New Delhi: In a double whammy of sorts for the Indian economy, retail inflation accelerated to seven per cent in August. The retail inflation was driven by high food and fuel costs, while factory output plunged to a four-month low of 2.4 per cent. The reversal of a three-month declining trend in CPI inflation will put pressure on the Reserve Bank of India (RBI) to again raise interest rates to tame prices, which have stayed above the comfort zone for the eighth month in a row.
CPI inflation climbed to 7 per cent from 6.71 per cent in July and 5.3 per cent in August 2021, official data released Monday showed.
A sharp increase in cereals and vegetable prices owing to erratic monsoon impacting production was the main reason. While the country was already facing double-digit wheat inflation due to unexpected heat wave pulling down the output, a lower area sown under paddy due to the shortfall in monsoon rainfall is expected to reduce the rice output. The twin effect of this means inflation in cereals will remain at elevated levels.

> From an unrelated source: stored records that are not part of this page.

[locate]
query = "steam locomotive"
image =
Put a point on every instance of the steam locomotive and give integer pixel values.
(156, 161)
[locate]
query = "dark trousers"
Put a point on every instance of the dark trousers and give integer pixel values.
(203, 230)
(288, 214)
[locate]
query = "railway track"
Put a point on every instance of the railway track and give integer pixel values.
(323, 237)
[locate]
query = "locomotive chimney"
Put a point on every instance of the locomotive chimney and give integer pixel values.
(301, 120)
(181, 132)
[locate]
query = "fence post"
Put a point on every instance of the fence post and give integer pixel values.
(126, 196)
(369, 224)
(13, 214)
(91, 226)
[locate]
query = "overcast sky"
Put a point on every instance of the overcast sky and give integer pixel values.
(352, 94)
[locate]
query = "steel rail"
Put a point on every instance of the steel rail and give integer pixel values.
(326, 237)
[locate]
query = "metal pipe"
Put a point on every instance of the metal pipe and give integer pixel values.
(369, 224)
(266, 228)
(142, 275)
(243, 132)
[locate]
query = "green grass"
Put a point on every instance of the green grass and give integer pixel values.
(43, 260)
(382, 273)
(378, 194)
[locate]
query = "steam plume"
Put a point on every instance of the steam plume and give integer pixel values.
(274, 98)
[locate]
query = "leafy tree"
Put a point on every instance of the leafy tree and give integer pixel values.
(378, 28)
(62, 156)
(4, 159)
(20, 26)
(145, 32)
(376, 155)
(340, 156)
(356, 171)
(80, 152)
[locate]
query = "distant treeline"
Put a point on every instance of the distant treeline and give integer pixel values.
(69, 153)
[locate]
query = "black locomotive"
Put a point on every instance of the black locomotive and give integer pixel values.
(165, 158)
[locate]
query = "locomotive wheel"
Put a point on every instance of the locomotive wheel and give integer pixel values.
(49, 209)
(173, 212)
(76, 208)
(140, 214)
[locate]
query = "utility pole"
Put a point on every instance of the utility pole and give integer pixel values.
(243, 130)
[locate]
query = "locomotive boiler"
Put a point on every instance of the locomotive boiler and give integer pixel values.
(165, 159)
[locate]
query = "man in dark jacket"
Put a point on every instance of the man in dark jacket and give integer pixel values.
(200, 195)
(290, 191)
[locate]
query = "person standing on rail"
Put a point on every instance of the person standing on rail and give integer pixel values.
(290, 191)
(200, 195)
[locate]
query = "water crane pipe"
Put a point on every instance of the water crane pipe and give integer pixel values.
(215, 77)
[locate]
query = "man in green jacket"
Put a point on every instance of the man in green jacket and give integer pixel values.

This is the second instance since RBI adopted the inflation targeting approach that the retail inflation has breached the upper tolerance limit of six per cent for eight consecutive months – the earlier instance was from April 2020 to November 2020.
Separately, the Index of Industrial Production (IIP) for July 2022 recorded a tepid year-on-year growth of 2.4 per cent, falling sharply from 12.7 per cent in June.
The manufacturing sector grew by 3.2 per cent (a four-month low) and the electricity sector by 2.3 per cent (a six-month low). Mining sector witnessed a contraction of 3.3 per cent in July 2022 after a gap of 16 months despite the coal output increasing by 11.4 per cent in the same period.
Rumki Majumdar, economist, at Deloitte India said the CPI and IIP data show just how much work the RBI has to do. “The challenge is that the RBI is faced with a difficult balancing act, needing to raise interest rates aggressively to control inflation without impacting the recovery,” Majumdar said.
While Icra chief economist Aditi Nayar said the CPI inflation print is expected to rise slightly to 7.1 per cent in September, India Ratings said retail inflation will fall below 6 per cent only by January next year.
“We expect inflation to ease in 2023, with an improved supply side situation and global economic weakening leading to falling energy prices,” Majumdar pointed out.
The government has already announced restrictions on the export of wheat flour and more recently for rice which should stem domestic price pressures.
“The outlook continues to be uncertain due to cereal inflation, weakness in the currency, elevated global commodity prices, pick-up in services demand and revision of natural gas prices in 2HFY23 (due in October 2022),” India-Ratings said expecting a 25-50 basis points increase in interest rates at the RBI’s monetary policy review due later this month.
Inflation had touched a high of 7.79 per cent in April before decelerating to 6.71 per cent in July. The government has tasked RBI to ensure CPI inflation remains at 4 per cent with a margin of 2 per cent on each side.